Tulland’s eyes flew open. Necia was standing above him with her hand outstretched. He accepted it and got to his farm first, dumping a big layer of enhancement over the entire thing before running back to the center of the encampment.
“Ten targets so far. All of them buildings, all of them guarded to some extent or another.” Licht was drawing in the dirt, making a series of figures arranged around a crude drawing of a campfire in the center. “Three of them are not possible for us, in my estimation. Too big. One of them is a fortress city. I don’t think we’d have a chance against it even if it didn’t have walls. And it does. Big ones.”
“I’ll trust your judgment. The rest?” Tulland asked.
“Three are shacks. Hardly worth messing with, except when they fall between other targets. I’ll get to that.” Licht drew a triangle between three of the circles, barely bypassing one of the smaller circles he had drawn as he passed it. “These three targets are great. One might be too much for us, but we aren’t in a position to be picky or cautious. We can go to the first one from here, then work around to the other two.”
“That still leaves one target.”
“The fourth target is here.” Licht indicated a circle near the furthest edge of his drawing. “From there, we are scouting again to find new targets anyway. There was nothing else in the search radius that was worth thinking about.
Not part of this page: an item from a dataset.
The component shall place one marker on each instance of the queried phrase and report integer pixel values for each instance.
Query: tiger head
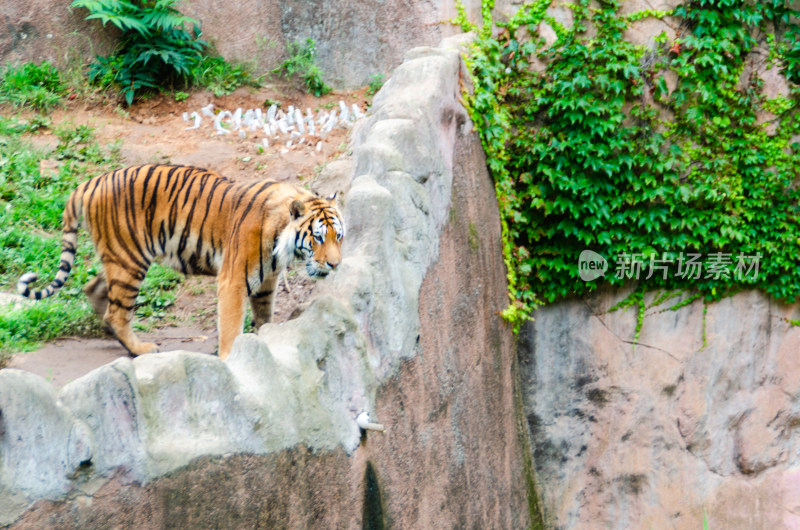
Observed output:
(314, 235)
The good news is that we can pick up one of the small targets on our way to the first big one, and another one just before the last.”
“Sounds good, then. Does everyone agree?” Potter asked. Nods appeared around the camp. There was no real reason not to go along with the experts on this. “Then we’ll give you a few hours to eat and rest, and then march.”
“Go to your farm now.” Necia squeezed Tulland’s arm. “Dump every bit of power you can until we pass you. I will not have you dying over something as stupid as the size of your plants.”
“It will be okay, Necia. Really.” Tulland’s farm was nowhere near what he had at home, but was catching up quick. “But yes, I’ll do that.”